12.2 Graphical Analysis

It is much easier to see relationships between variables in diagrams than in the numerical values themselves. The most common graphic tools have been introduced in the earlier chapters of this book and are only be briefly recapitulated here. They include tools for investigating distributions, for instance of residuals, but also tools for studying the relationships between two or more variables. When working with continuous variables, the scatter plot is probably the most popular type of diagram. Depending on the measurement precision it may or may not be illustrative to connect the points in a scatter plot by lines. If the data are noisy a regression line may be a better option. In cases when we are interested in the simultaneous influence of two variables, contour plots are illustrative.

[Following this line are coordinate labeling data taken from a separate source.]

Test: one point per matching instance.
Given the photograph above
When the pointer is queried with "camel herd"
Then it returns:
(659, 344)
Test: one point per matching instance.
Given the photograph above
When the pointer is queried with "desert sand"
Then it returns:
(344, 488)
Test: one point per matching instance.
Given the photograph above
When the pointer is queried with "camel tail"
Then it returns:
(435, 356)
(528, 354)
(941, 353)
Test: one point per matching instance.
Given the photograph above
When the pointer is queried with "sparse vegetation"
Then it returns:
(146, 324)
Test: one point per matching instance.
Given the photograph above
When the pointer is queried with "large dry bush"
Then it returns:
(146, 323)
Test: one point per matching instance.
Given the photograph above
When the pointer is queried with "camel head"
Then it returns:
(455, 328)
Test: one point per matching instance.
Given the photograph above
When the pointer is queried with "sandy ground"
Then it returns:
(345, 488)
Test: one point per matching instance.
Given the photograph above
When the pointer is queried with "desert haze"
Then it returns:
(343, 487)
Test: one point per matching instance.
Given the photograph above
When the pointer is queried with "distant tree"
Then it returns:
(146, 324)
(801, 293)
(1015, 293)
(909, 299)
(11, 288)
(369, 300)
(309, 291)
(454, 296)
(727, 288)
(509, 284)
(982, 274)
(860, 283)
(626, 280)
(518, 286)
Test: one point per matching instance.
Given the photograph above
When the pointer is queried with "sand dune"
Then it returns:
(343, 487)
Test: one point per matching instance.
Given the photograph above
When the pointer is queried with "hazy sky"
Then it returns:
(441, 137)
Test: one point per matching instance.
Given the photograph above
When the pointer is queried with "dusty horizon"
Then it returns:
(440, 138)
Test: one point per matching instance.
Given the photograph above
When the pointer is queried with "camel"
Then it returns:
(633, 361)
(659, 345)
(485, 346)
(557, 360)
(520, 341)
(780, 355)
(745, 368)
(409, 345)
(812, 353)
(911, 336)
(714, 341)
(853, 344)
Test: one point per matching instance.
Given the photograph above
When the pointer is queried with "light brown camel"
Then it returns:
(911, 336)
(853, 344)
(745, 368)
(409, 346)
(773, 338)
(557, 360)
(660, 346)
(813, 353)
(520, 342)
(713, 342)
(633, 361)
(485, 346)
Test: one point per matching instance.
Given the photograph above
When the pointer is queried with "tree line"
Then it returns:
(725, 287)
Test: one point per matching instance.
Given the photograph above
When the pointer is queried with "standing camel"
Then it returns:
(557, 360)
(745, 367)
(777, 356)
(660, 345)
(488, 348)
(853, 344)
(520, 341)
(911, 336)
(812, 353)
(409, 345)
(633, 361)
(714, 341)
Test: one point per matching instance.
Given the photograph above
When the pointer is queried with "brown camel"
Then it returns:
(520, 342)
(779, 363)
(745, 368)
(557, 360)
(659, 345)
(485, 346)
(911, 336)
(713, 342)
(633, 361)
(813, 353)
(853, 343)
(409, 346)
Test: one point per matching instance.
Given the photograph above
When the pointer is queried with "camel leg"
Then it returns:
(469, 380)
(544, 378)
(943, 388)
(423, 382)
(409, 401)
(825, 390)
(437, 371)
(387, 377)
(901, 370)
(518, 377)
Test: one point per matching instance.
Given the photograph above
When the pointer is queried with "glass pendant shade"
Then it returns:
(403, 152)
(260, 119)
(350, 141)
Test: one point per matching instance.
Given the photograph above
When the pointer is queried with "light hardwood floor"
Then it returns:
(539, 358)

One way to look for patterns and relationships in larger sets of continuous data is to plot all variables simultaneously in a scatter plot matrix. Figure 12.2 shows an example of such a diagram, where five factor variables are aligned along the x-axis and five responses along the y-axis. This graph provides a convenient overview of all the relationships between the variables. Most of the panes do not display any particular patterns. In the two rightmost panes on the top there is no variation in the response at all, except for some noise. It is more difficult to say if there are any effects in the two panes below them, for instance, because the noise is so dominant. Four panes in the matrix stand out, showing distinct structures that indicate relationships. This diagram was made using the PLOTMATRIX function in MathWorks MATLAB®. Excel has no native functionality for creating this type of diagram.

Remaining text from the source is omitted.